The DDIM scheduler allows the user to define how many denoising steps should be run at inference via the set_timesteps method. The DDPM scheduler runs by default 1000 denoising steps. Let's significantly reduce this number to just 50 inference steps for DDIM.

scheduler.set_timesteps(num_inference_steps=50)

And you can run the same loop as before - only that you are now making use of the much faster DDIM scheduler.

import tqdm sample = noisy_sample for i, t in enumerate(tqdm.tqdm(scheduler.timesteps)): # 1. predict noise residual with torch.no_grad(): residual = model(sample, t).sample # 2. compute previous image and set x_t -> x_t-1 sample = scheduler.step(residual, t, sample).prev_sample # 3. optionally look at image if (i + 1) % 10 == 0: display_sample(sample, i + 1)
18%|█▊ | 9/50 [00:00<00:01, 22.58it/s]
'Image at step 10'
Image in a Jupyter notebook
36%|███▌ | 18/50 [00:00<00:01, 21.88it/s]
'Image at step 20'
Image in a Jupyter notebook
54%|█████▍ | 27/50 [00:01<00:01, 21.42it/s]
'Image at step 30'
Image in a Jupyter notebook
78%|███████▊ | 39/50 [00:01<00:00, 21.43it/s]
'Image at step 40'
Image in a Jupyter notebook
96%|█████████▌| 48/50 [00:02<00:00, 20.97it/s]
'Image at step 50'
Image in a Jupyter notebook
100%|██████████| 50/50 [00:02<00:00, 20.81it/s]

You can see that the image generation is indeed much faster - a mere two seconds - but also that you pay by giving away image quality in exchange for speed.

Cool, now you should have gotten a good first understanding of the schedulers.
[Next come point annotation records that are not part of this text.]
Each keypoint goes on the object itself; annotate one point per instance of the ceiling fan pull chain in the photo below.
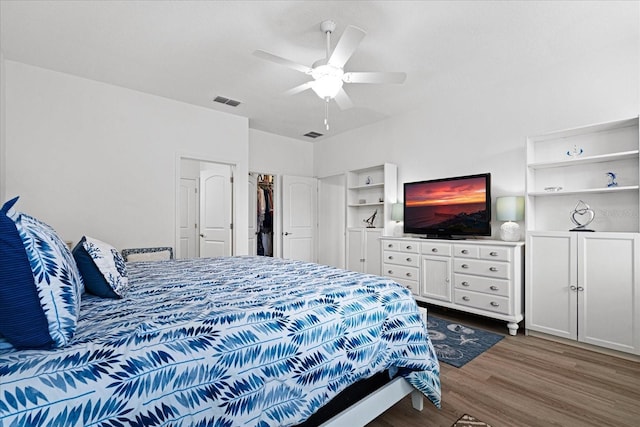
(326, 112)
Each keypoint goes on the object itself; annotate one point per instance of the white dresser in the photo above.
(483, 277)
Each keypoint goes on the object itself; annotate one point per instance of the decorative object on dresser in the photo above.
(509, 209)
(371, 220)
(584, 287)
(483, 277)
(582, 215)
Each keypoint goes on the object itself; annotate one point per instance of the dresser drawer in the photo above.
(493, 303)
(400, 272)
(495, 253)
(482, 284)
(484, 268)
(466, 251)
(401, 258)
(400, 246)
(443, 249)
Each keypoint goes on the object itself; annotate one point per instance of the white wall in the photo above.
(96, 159)
(3, 128)
(479, 126)
(279, 155)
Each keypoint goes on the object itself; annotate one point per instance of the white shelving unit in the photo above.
(605, 147)
(369, 190)
(584, 286)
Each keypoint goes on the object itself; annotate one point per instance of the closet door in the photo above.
(253, 231)
(299, 224)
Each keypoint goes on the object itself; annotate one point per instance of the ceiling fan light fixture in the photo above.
(328, 81)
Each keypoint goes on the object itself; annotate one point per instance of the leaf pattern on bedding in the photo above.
(220, 342)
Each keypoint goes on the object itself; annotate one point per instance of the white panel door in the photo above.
(372, 251)
(331, 221)
(188, 218)
(215, 211)
(355, 243)
(299, 225)
(551, 289)
(436, 278)
(609, 290)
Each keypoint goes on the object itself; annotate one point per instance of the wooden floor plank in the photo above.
(526, 381)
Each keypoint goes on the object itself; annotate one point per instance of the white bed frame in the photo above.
(371, 406)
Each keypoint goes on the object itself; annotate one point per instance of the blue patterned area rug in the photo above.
(455, 343)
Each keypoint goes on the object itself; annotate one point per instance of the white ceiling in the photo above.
(193, 51)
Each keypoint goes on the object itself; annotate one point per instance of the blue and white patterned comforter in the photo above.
(249, 341)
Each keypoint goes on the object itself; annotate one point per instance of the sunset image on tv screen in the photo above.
(450, 204)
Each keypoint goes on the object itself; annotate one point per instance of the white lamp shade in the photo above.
(510, 208)
(397, 213)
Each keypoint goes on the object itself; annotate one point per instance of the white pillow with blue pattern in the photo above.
(102, 267)
(40, 283)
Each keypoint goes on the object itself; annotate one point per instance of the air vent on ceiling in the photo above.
(313, 134)
(227, 101)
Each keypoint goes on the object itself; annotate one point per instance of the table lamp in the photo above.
(510, 208)
(397, 215)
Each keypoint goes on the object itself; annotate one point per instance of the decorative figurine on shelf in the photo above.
(581, 216)
(575, 152)
(371, 219)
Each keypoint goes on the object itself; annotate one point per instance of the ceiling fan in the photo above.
(328, 73)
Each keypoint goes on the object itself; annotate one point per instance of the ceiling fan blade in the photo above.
(300, 88)
(282, 61)
(343, 100)
(347, 44)
(374, 77)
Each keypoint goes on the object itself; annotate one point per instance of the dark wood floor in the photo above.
(527, 381)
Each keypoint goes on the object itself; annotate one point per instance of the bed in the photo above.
(252, 341)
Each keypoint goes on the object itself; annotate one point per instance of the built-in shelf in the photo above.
(603, 151)
(366, 186)
(603, 190)
(353, 205)
(633, 154)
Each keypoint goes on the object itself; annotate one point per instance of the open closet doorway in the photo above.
(262, 214)
(204, 208)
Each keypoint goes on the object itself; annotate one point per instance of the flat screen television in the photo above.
(454, 207)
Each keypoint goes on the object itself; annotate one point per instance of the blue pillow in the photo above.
(102, 268)
(40, 285)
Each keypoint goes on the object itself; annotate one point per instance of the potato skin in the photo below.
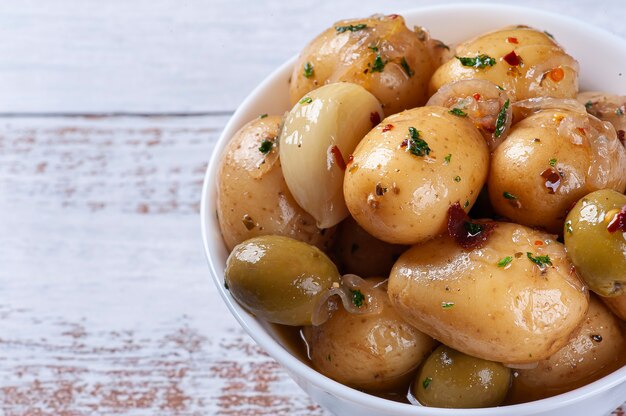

The important things to remember are:

  1. schedulers are parameter-free (no trainable weights)

  2. schedulers define the algorithm computing the slightly less noisy sample during inference

They are many schedulers already added to diffusers and diffusers will be adding even more in the future. It's important that you read the model cards to understand which model checkpoints can be used with which schedulers. You can find all available schedulers here.

To end the chapter about models and schedulers, please also note that we very much deliberately try to keep models and schedulers as independent from each other as possible. This means a scheduler should never accept a model as an input and vice-versa. The model predict the noise residual or slightly less noisy image with its trained weights, while the scheduler computes the previous sample given the model's output.